10. Caso concreto em que a prova produzida nos autos demonstra que a interrupção se deu das 08h às 19h do dia 27/10/2016, das 02h às 11h do dia 09/12/2016 e das 01 às 15h do dia 25/12/2016, em período inferior a 24h, o que atrai a aplicação do novo entendimento de repartição de risco.

11. quantificação do dano material arbitrada com base nos laudos juntados com a petição inicial, subtraída a parcela excessiva apontada no laudo judicial.

12. reforma da sentença.

APELAÇão parcialmente provida, de plano.

DECISÃO MONOCRÁTICA

Por economia processual, adoto o relatório elaborado na sentença (evento 29, SENT1):

A parte autora disse que é produtora rural de fumo e utiliza estufa(s) elétrica(s) para secagem de sua produção. Menciona data(s) e horário(s) em que o fornecimento de energia elétrica foi interrompido pela ré, o que lhe causou prejuízos pela perda total ou parcial da qualidade do produto em secagem, atestada por laudo(s) e quantificado. Requereu assistência judiciária gratuita, pois se trata de pequena produtora rural em agricultura familiar e a condenação da ré ao ressarcimento do prejuízo, juntando procuração e documentos.

Deferida a AJG.

A CEEE-D alegou: 1) a inaplicabilidade do Código de Defesa do Consumidor; 2) que a interrupção de energia se deu por caso fortuito ou força maior; e 3) falta de comprovação dos danos sofridos, quer por ausência de documento comprobatório da recusa de recebimento do produto pela fumageira, quer pelo fato do laudo juntado ser meramente estimativo, quer pela possibilidade de ocorrência de fraude. Requereu produção de prova oral e pericial e juntou procuração e documentos.

Sobreveio réplica.

Em despacho saneador foi determinada a realização de perícia técnica objetivando aferir a capacidade da(s) estufa(s) do(a) produtor(a) e a correspondência com a alegada perda da quantidade e qualidade do tabaco.

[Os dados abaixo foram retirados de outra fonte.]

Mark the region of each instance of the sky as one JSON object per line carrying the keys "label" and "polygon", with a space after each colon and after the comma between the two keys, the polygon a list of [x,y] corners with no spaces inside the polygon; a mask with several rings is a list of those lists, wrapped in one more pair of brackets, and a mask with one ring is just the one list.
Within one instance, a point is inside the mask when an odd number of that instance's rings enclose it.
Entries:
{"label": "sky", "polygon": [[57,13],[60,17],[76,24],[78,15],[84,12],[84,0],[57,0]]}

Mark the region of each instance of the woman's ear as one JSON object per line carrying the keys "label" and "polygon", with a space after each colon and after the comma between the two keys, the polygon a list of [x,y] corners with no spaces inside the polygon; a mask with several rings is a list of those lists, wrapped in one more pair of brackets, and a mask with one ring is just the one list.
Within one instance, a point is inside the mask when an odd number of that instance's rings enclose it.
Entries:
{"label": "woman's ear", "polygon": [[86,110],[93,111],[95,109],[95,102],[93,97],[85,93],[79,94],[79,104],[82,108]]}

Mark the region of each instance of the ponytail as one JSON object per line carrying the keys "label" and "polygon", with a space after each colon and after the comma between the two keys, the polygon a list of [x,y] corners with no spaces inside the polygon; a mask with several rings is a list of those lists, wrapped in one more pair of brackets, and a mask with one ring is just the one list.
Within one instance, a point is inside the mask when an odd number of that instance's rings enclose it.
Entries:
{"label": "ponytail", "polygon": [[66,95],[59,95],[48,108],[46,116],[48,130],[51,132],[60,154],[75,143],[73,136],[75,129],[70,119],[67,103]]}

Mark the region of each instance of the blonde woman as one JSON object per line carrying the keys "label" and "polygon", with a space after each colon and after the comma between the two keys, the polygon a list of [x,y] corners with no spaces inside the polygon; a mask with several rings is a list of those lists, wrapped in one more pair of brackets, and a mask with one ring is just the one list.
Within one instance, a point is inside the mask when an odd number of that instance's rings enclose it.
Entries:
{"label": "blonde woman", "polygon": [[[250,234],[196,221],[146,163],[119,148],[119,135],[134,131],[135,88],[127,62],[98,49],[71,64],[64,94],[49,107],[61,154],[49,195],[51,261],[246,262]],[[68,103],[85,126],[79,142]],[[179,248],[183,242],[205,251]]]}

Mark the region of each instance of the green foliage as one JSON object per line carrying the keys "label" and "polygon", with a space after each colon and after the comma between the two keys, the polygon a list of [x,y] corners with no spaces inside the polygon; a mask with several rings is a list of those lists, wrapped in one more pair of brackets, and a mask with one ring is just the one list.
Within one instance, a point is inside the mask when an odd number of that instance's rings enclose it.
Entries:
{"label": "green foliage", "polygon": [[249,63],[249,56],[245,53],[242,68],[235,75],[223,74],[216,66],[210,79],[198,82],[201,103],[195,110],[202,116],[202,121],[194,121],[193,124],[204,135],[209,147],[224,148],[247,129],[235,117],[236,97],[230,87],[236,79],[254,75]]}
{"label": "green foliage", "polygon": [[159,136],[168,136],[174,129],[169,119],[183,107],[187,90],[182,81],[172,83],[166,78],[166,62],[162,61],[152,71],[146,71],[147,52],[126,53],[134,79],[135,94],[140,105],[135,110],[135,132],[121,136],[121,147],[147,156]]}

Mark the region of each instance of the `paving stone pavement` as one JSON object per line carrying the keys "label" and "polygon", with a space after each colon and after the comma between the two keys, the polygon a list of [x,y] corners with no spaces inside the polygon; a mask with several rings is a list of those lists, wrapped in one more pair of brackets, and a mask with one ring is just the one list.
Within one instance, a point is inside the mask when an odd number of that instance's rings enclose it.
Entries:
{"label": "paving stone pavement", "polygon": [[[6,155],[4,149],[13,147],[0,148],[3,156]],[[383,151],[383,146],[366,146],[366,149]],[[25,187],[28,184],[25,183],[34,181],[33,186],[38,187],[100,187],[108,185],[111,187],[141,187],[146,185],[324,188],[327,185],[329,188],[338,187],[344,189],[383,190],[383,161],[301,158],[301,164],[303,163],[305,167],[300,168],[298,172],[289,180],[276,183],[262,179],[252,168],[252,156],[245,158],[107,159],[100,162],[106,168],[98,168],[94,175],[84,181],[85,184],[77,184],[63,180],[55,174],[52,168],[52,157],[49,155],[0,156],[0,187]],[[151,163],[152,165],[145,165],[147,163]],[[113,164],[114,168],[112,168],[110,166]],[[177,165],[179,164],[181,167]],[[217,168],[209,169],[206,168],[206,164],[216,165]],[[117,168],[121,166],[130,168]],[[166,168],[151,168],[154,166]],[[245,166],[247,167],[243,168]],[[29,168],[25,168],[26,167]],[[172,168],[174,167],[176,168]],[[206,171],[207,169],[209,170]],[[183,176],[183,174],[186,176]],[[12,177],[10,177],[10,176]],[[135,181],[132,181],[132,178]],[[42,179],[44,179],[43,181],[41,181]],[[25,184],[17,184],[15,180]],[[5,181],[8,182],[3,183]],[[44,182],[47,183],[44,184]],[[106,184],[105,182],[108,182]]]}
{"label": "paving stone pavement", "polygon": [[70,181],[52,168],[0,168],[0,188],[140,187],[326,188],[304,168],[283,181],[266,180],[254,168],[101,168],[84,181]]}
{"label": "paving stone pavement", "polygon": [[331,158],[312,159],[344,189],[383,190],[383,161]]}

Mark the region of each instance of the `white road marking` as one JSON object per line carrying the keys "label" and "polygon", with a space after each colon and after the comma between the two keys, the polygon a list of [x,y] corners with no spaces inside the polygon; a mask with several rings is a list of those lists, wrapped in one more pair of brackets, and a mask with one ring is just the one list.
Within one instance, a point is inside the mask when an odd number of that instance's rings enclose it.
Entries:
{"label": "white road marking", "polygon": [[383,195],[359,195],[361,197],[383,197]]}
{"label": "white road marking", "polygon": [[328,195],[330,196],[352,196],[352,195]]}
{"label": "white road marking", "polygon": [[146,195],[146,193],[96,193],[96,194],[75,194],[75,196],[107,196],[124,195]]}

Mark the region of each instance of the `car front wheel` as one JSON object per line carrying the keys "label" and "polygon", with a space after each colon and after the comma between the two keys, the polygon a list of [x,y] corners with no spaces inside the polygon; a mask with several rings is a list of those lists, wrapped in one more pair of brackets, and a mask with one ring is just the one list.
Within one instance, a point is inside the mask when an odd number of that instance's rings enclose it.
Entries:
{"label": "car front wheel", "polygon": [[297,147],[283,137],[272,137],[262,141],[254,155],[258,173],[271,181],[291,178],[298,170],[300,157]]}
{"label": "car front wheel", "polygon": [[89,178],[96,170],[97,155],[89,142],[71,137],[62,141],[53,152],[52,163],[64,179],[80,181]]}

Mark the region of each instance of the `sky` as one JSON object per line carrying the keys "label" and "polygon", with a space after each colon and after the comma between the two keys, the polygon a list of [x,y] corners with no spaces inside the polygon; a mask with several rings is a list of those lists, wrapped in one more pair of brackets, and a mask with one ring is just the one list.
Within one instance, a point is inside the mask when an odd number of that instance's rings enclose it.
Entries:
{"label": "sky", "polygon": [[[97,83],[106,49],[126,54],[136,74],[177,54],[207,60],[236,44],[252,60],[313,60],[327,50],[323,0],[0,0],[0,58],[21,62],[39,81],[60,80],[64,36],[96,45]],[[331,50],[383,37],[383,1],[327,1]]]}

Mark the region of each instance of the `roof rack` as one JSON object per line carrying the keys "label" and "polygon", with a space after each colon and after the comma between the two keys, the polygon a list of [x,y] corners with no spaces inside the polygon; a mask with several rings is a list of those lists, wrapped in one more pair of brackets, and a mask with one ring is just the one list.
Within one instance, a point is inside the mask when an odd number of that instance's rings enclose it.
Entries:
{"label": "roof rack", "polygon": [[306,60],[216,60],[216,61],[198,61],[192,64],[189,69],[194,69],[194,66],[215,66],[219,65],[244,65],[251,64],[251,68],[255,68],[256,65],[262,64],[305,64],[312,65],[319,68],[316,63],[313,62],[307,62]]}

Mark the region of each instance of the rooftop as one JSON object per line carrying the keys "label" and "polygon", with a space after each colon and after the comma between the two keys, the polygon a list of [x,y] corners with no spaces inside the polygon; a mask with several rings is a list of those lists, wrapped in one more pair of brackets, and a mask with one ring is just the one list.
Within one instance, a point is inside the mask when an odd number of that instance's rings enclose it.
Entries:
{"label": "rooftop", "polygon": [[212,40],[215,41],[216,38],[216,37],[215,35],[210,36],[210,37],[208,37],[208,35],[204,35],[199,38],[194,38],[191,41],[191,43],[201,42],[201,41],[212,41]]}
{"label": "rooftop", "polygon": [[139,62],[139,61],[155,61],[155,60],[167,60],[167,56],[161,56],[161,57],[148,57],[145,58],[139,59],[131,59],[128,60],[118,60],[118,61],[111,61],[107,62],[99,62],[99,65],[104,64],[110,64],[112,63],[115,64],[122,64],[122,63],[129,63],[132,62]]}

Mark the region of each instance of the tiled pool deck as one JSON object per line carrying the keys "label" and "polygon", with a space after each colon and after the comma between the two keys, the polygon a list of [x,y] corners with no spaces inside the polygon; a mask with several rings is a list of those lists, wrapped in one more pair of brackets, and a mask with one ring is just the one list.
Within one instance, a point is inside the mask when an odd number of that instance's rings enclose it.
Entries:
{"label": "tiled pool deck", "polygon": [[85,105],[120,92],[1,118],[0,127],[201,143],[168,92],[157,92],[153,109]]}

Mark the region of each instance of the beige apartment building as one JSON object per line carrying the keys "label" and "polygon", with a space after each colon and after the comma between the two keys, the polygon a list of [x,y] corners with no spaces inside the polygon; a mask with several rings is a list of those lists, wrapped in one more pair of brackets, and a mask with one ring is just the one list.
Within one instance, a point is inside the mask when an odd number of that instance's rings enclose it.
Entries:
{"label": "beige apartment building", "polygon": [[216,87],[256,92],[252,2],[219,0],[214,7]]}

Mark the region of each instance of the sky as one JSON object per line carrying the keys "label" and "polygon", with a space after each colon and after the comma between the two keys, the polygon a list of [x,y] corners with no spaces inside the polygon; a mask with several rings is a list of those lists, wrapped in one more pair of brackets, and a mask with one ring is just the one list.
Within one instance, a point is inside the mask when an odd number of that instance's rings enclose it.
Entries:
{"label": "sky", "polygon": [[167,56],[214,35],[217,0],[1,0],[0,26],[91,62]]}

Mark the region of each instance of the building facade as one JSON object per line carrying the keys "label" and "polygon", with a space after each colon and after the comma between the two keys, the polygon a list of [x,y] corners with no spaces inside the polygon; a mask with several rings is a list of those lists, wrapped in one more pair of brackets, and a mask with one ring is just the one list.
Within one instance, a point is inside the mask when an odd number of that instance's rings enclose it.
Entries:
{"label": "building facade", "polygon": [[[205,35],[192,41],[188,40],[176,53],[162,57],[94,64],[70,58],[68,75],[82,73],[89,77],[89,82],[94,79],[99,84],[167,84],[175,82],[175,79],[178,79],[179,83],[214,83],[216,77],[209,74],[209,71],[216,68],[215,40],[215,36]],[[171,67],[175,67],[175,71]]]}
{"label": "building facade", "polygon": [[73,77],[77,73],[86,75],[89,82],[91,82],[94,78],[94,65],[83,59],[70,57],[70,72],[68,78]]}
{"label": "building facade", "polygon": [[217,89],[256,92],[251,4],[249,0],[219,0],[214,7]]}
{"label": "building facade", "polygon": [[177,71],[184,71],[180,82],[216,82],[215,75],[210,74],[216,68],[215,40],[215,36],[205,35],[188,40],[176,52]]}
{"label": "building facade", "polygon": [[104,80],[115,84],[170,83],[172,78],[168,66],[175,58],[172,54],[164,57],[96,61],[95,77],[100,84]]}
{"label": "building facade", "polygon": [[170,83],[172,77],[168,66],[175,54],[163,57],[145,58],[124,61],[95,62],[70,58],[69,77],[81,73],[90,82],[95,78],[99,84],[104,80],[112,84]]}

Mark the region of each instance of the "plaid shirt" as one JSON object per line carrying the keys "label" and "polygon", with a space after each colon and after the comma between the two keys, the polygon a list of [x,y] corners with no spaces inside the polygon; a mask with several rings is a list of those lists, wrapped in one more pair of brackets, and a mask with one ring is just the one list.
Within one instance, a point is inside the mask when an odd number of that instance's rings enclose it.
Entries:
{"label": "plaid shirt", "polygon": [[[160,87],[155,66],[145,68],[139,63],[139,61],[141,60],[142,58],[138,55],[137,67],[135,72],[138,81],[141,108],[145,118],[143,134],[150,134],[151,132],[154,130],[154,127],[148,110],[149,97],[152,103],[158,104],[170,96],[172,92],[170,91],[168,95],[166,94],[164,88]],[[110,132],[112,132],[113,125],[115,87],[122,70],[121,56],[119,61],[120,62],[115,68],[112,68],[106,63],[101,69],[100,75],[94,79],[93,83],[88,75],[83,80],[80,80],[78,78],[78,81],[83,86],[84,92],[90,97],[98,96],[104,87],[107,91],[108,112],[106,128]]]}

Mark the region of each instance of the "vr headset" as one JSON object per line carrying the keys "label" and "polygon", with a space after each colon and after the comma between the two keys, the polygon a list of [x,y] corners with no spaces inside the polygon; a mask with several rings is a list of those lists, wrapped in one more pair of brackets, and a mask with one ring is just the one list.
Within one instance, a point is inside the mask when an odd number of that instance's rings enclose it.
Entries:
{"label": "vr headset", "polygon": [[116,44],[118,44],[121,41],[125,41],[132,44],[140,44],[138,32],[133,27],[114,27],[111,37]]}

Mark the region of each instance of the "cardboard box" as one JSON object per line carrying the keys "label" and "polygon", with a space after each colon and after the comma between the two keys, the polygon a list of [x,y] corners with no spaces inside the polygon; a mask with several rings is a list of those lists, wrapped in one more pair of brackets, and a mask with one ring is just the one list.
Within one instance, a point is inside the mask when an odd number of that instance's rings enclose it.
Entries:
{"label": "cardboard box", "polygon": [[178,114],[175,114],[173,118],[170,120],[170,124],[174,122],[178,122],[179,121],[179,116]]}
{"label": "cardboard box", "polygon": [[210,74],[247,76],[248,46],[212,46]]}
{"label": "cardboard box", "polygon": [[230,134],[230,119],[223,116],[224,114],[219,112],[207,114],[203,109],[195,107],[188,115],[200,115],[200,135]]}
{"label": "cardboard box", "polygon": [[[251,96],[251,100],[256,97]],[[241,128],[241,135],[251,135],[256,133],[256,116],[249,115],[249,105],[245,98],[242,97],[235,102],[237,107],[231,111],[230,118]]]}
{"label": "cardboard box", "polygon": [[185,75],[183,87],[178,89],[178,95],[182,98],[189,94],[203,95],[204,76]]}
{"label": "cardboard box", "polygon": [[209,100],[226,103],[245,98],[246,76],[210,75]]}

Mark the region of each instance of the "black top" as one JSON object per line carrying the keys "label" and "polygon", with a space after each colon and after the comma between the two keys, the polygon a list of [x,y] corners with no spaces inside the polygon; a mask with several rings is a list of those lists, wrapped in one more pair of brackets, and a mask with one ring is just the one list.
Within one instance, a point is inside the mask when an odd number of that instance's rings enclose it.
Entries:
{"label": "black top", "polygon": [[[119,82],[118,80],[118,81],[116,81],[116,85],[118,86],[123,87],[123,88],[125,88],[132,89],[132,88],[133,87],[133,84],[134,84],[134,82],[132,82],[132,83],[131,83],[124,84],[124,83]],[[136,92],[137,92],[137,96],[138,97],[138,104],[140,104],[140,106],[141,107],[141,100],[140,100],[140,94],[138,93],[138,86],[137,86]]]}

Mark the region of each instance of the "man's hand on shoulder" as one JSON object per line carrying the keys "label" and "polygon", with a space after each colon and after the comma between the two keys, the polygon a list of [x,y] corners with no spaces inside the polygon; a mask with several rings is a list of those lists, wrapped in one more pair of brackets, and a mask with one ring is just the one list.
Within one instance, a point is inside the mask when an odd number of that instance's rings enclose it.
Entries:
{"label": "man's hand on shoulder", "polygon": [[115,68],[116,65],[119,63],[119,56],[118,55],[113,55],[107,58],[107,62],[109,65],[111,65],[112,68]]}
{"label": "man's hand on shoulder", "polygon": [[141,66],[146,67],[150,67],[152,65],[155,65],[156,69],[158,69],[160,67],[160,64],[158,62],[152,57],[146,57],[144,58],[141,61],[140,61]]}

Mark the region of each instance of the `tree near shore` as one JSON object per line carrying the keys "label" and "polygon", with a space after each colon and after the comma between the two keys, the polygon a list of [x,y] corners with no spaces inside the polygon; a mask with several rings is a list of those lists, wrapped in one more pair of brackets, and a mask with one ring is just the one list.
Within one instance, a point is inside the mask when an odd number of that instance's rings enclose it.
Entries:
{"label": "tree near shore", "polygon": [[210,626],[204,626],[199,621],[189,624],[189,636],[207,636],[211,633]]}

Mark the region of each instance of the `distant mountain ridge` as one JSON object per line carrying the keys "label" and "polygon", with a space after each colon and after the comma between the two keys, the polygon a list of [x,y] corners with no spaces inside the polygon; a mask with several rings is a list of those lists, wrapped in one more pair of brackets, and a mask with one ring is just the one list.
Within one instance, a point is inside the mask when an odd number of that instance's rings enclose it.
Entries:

Laudo acostado às fls. 10/13 do documento 8 do evento 3 e complementado às fls. 03/09 do documento 9 do evento 3, após impugnação da parte ré.

Designada audiência de instrução, foi ouvida uma testemunha arrolada pelo autor.

Encerrada a instrução, as partes formularam razões remissivas.

Sobreveio decisão de improcedência dos pedidos iniciais, assim constando a parte dispositiva:

Isso posto, com fulcro no art. 487, inciso I, do Código de Processo Civil, JULGO IMPROCEDENTES os pedidos formulados pela parte autora.

Condeno a parte autora ao pagamento das custas processuais e honorários advocatícios em prol do(s) procurador(es) da parte adversa, que fixo em R$ 2.500,00 (dois mil e quinhentos reais), valor a ser atualizado pelo IPCA a partir da prolação da sentença, atentando-se à natureza da causa, o trabalho desenvolvido e a repetibilidade da demanda, nos termos do que dispõe o art. 85, § 8º, do CPC.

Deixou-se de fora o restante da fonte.